Day 05: Something You Hope to Do in Your Life
My grandmother (MaMa) was a very important person in my life. She was an integral, matriarchal figure through most of my childhood .. as most Italian mothers/grandmothers are .. and even though we lost her to illness in April of this year, I still hear her talking to me almost every single day.
She taught me many obscure but powerful lessons in my life. From having picnics in cemetaries to getting her ears pierced with me when I was thirteen and she was .. Lord knows how old, she found quiet, subtle ways to drive home strength and love.
My grandmother was known for her voice when she was younger; she wanted to be a performer on the professional stage, but as it happens with all of us, life got in the way. She was trained in classical voice and opera, and although her voice had matured through both age and years of smoking when I heard it, the evidence of a strong base was there. Her vibrato was natural.. although looser in her later years.. and her tone was always spot on.
Of course, several grandchildren followed in her footsteps, singing both onstage and in studios. I was among them. I was warned that, when the time came, she wanted Send in the Clowns played at her funeral.
I didn’t know much about the song, really, which is odd when you consider I’ve spent 2/3 of my life in musicals. I even sang other pieces from the show A Little Night Music in recitals. All I knew of that song in particular was that 1) SUCH A DIRGE and 2) it involved clowns, which is not very Sondheim-like. Sadly, it took my MaMa passing away for me to actually sit and listen to it. I was trying to learn it to sing it, but .. I knew I’d never be able to. Not without melting in the middle of it.

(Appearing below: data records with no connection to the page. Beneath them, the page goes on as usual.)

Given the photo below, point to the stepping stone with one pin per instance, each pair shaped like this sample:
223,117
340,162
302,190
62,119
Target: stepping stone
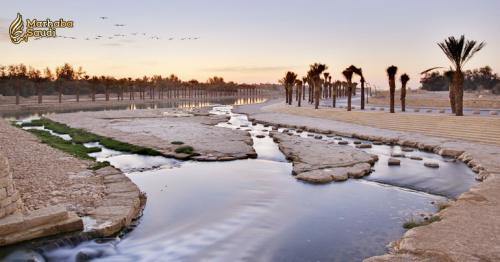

In one of those little coincidences that makes you wonder, the revival of A Little Night Music opened this same year. I began to learn more about the part, and .. well.. I got it. I finally understood why MaMa loved that song.. and that part.. so damn much.
So something I’d like to do in my life: I’d like to play Desiree Armfeldt when the time is right. I know I’m too young now, and I need a little more wear before I’d really, REALLY feel the part, but I want that. I want to play that part before I die so that I can sing that song. For MaMa.
I’ve always had a running list of parts I’d like to play before I never play again, and that is the most recent addition. I hope I get my turn, since MaMa never did.